The industry has launched a flavour wheel for 12 seafood products: abalone, calamari, prawns, King George whiting, snapper, yellowtail, southern bluefin tuna, angasi oysters, Pacific oysters, rock lobster, kingfish, and mussels.
Their tastes – based on the terroir, or special characteristics of where and how the produce has been grown or handled – can now be spelled out using sensory language akin to that used in other gastronomic fields. It is hoped it will help boost the region’s gastronomic tourism brand.
Sensory scientist from the University of Queensland Heather Smyth, who worked on the project, says the flavour wheel will give the region’s seafood “branding distinction” which will help producers
“compete on in much higher level in the market than they did before. That in turn will attach a premium price to their product … it gives them a competitive point and a point of difference no-once else can copy.”

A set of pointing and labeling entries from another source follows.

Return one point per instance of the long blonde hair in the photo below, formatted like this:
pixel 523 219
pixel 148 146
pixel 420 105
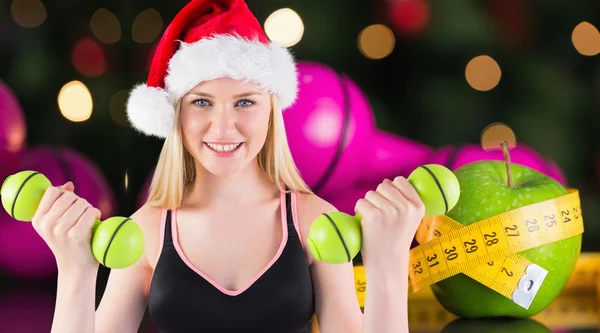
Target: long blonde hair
pixel 175 167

The following descriptors have been attributed to The Food Sage’s favourite oyster, the Angasi:
Plump, flat, pinky-mushroom colour with dark mantle. Tidal rock pool, mangrove and fresh fish notes. Firm, crisp, juicy and chewy. Intense, complex savoury flavours, hazelnut and asparagus, rocketlike, slightly salty and tart. Flavours persist with a metallic finish.
The Pacific oyster, on the other hand, is described using the following terms:
Plump, bright, creamy with a hint of pink and a dark mantle. Fresh clean ocean with cucumber and fresh fish notes. Very crisp, juicy and bursts-in-mouth. Intensely sweet ocean, salty and savoury with a hint of asparagus. Sweet-savoury lingers.
Coffin Bay oyster grower Lester Marshall got the project off the ground after winning a Nuffield Scholarship to undertake a global study on the world’s best regional food brands.
He discovered that many of the great regions of the world had ways to describe their unique regional flavours, but producers from Eyre Peninsula — credited with some of the best tasting seafood in the world — were lost for words when it came to describing their own produce. This didn’t help when it came to marketing their produce and explaining its distinct qualities and superiority.
He partnered Smyth and and with funding from Fisheries Research and Development Corporation, the University of Queensland, and the Queensland Department of Agriculture, Fisheries and Forestry set about unlocking the signature flavours of the Eyre Peninsula.
Smyth says there is interest from the prawn industry to develop a similar flavour wheel to differentiate 20 different products.
The South Australian Oyster Growers Association is also interested in differentiating oysters from the region’s many bays.